La narración de la misma gira en torno a diversas historias contadas sobre el mismo acontecimiento, tal como ocurría con otro clásico del cine universal, «Rashomon» (del mismo Kurosawa), en donde el director chino, en un alarde de magistral virtuosismo en el uso de los encuadres y movimientos de la cámara, la composición rítmica de las masas dinámicas en los diversos planos (como si de una pintura se tratase), del color en el vestuario y el movimiento coreográfico de actores en las batallas y peleas cuerpo a cuerpo, el uso expresivo y poético de la iluminación, de la música y los efectos sonoros de acuerdo al estado psíquico de los personajes, y la soberbia edición, crea una de las obras más bellas y apasionantes que nadie recuerde, amén de la multiplicidad de lecturas que la misma ofrece al espectador.
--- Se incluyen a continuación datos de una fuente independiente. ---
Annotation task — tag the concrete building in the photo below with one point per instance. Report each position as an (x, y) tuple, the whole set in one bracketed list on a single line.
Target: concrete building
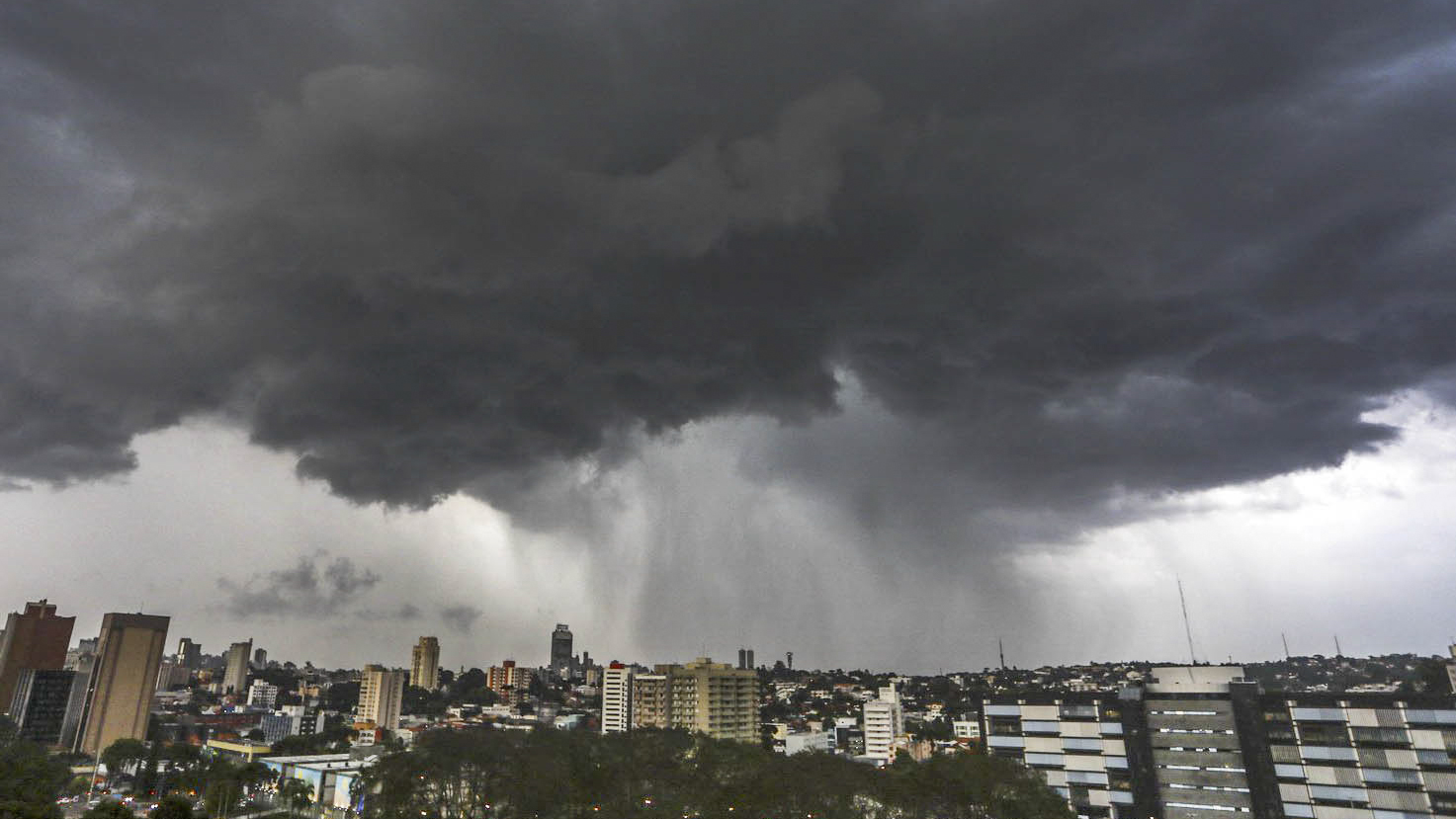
[(651, 698), (262, 695), (715, 698), (508, 681), (292, 720), (39, 705), (1203, 742), (234, 680), (190, 653), (119, 696), (884, 723), (560, 652), (616, 698), (424, 664), (34, 639), (382, 693)]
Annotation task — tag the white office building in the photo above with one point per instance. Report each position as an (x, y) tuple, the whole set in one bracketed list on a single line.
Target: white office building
[(616, 698), (884, 722)]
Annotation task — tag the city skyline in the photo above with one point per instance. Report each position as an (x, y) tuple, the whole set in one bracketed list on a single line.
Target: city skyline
[(873, 332)]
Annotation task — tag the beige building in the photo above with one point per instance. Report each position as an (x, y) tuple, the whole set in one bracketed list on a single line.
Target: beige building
[(651, 701), (424, 664), (717, 698), (701, 697), (508, 681), (382, 692), (119, 697), (33, 639), (616, 698)]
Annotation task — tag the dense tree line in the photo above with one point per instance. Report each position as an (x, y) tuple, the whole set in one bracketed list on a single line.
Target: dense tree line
[(671, 775)]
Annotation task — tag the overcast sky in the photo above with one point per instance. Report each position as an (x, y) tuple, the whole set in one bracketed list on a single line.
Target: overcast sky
[(859, 329)]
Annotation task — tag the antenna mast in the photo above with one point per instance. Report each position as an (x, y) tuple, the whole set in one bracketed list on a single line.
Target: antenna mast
[(1187, 628)]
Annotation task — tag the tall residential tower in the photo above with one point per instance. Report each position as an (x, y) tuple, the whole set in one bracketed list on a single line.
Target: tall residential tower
[(424, 665), (119, 695)]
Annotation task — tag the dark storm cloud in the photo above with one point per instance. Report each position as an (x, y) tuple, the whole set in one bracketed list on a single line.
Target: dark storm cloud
[(300, 590), (461, 617), (1074, 249)]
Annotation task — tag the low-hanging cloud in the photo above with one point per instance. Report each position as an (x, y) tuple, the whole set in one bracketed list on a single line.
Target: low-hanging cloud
[(1069, 251), (461, 617), (300, 590)]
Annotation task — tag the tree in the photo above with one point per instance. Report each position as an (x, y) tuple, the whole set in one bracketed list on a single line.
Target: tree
[(123, 754), (30, 779), (108, 809), (172, 807), (298, 794)]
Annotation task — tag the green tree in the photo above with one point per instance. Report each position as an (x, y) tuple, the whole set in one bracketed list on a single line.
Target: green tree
[(296, 794), (123, 754), (172, 807), (30, 779)]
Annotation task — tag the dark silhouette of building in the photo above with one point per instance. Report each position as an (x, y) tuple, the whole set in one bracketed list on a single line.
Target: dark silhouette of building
[(560, 652), (36, 639)]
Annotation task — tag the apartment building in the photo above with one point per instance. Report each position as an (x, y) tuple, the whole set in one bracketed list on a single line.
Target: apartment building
[(1203, 742), (715, 698), (884, 723), (616, 698)]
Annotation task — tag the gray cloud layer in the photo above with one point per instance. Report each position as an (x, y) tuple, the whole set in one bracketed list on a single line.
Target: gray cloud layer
[(1073, 249)]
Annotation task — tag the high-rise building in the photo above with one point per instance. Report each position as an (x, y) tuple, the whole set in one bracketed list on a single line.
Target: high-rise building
[(652, 698), (560, 652), (82, 649), (119, 697), (234, 680), (424, 664), (382, 692), (190, 653), (39, 705), (508, 680), (715, 698), (616, 698), (76, 701), (33, 639), (262, 695), (884, 723)]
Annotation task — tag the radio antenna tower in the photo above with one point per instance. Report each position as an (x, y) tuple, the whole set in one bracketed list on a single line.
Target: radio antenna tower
[(1187, 628)]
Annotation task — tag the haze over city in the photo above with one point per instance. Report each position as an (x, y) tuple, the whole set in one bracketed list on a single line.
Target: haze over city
[(871, 332)]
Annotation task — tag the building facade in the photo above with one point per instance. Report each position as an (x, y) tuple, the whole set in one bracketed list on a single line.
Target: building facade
[(715, 698), (651, 699), (119, 695), (884, 725), (560, 652), (1203, 742), (39, 705), (234, 680), (508, 681), (36, 639), (382, 693), (190, 653), (424, 664), (616, 698)]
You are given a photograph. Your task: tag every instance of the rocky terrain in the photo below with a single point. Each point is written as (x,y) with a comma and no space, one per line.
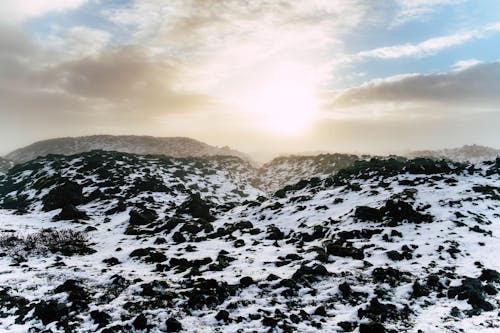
(169,146)
(467,153)
(115,242)
(5,165)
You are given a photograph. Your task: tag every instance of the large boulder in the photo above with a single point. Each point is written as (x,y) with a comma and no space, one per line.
(69,193)
(196,207)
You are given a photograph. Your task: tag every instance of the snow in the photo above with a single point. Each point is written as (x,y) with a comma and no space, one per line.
(36,278)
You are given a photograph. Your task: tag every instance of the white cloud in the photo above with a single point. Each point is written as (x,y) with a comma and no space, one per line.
(419,10)
(464,64)
(15,11)
(424,48)
(473,87)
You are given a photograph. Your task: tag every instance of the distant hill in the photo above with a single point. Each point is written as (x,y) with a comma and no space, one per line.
(169,146)
(5,165)
(287,170)
(471,153)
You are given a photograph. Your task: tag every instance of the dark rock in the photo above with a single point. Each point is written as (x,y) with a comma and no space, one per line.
(150,255)
(371,328)
(70,213)
(69,193)
(173,325)
(140,322)
(345,290)
(246,281)
(100,318)
(489,275)
(380,312)
(473,291)
(77,294)
(208,292)
(143,217)
(395,255)
(178,237)
(365,213)
(344,251)
(402,211)
(320,311)
(50,311)
(274,233)
(222,315)
(270,321)
(310,273)
(389,275)
(196,207)
(419,290)
(358,234)
(348,326)
(111,261)
(157,289)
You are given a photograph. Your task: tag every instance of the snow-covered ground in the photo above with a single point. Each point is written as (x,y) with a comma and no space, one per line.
(306,260)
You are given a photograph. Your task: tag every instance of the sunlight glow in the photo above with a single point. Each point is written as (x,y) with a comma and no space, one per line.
(285,103)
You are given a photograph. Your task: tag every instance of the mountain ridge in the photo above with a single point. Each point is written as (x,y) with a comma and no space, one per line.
(189,245)
(168,146)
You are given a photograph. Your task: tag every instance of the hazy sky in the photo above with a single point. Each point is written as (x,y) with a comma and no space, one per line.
(260,76)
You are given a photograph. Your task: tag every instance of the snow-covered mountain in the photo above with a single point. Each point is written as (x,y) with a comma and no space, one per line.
(471,153)
(5,165)
(169,146)
(114,242)
(288,170)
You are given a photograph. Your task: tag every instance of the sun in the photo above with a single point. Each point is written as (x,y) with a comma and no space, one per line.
(284,103)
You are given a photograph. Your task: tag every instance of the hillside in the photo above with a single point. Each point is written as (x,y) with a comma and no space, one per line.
(170,146)
(5,165)
(288,170)
(113,242)
(471,153)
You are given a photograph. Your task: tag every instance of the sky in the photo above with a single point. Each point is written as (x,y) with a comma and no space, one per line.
(283,76)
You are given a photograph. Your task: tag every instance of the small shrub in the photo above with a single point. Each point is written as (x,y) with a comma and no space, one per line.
(65,241)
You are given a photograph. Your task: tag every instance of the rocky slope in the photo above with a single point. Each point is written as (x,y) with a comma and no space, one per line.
(288,170)
(5,165)
(471,153)
(114,242)
(170,146)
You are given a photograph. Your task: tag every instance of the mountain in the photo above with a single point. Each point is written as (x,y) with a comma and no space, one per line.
(288,170)
(171,146)
(471,153)
(115,242)
(5,165)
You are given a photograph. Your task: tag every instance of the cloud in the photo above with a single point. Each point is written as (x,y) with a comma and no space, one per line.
(420,10)
(425,48)
(475,86)
(125,82)
(225,39)
(14,11)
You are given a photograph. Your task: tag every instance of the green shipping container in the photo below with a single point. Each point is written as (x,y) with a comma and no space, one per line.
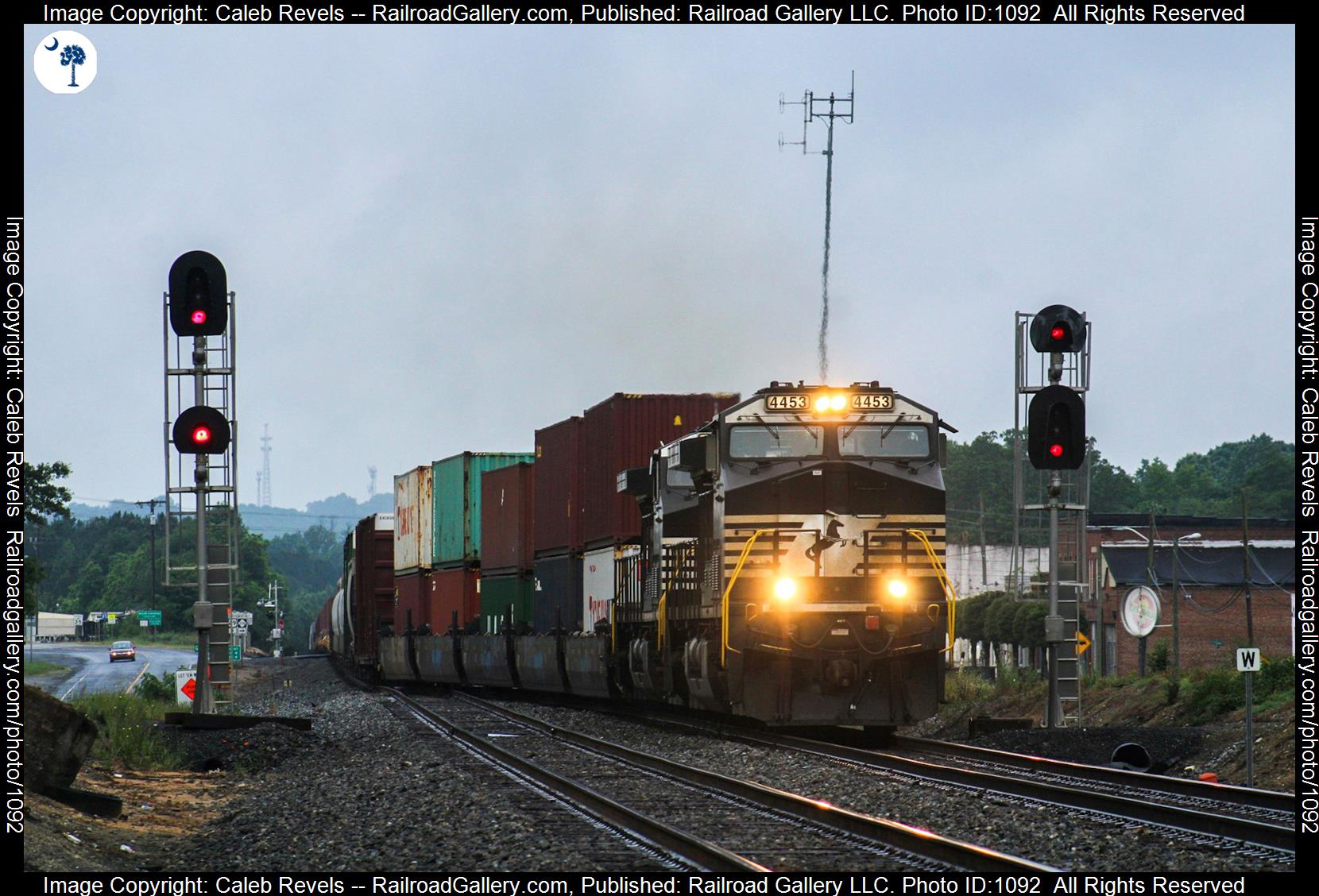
(457,506)
(497,592)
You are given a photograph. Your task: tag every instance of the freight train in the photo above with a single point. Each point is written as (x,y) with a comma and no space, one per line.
(783,560)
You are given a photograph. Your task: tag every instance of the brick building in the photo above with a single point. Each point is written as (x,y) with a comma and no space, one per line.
(1211,576)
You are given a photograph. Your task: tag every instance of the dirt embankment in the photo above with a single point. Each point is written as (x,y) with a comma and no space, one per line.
(1139,712)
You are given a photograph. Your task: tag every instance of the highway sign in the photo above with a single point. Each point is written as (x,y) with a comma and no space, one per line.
(185,686)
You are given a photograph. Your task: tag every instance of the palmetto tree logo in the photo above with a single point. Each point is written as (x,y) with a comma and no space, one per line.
(73,57)
(65,50)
Como ejemplos emblemáticos, según creemos, están la secuencia de los arqueros del emperador atacando con sus flechas a la comarca del os calígrafos, el duelo de las guerreras en el torbellino de hojas en el bosque otoñal, o la lucha entre el asesino y el emperador en el salón de los cortinajes de seda verde, los cuales, desde nuestro humilde punto de vista, son pura antología en el arte de hacer imágenes en movimiento.

Otro punto a su favor y que la redondea como una genuina pieza maestra, es su mensaje universal, que en estos tiempos de desmoronamientos de los ideales patrios y nación que imponen los adalides globalizadores, es el abogar por la unión de los pueblos, por el autodescubrimiento, como ocurre con los dos protagonistas principales, en el trabajo mancomunado por levantar ese ideal colectivo que denominamos patria, y que, en el presente filme, reivindica como su razón de ser, y que va más allá del individualismo por el ser colectivo, y que propone uno de los guerreros, «el calígrafo», con dos simples palabras: «Nuestra Tierra».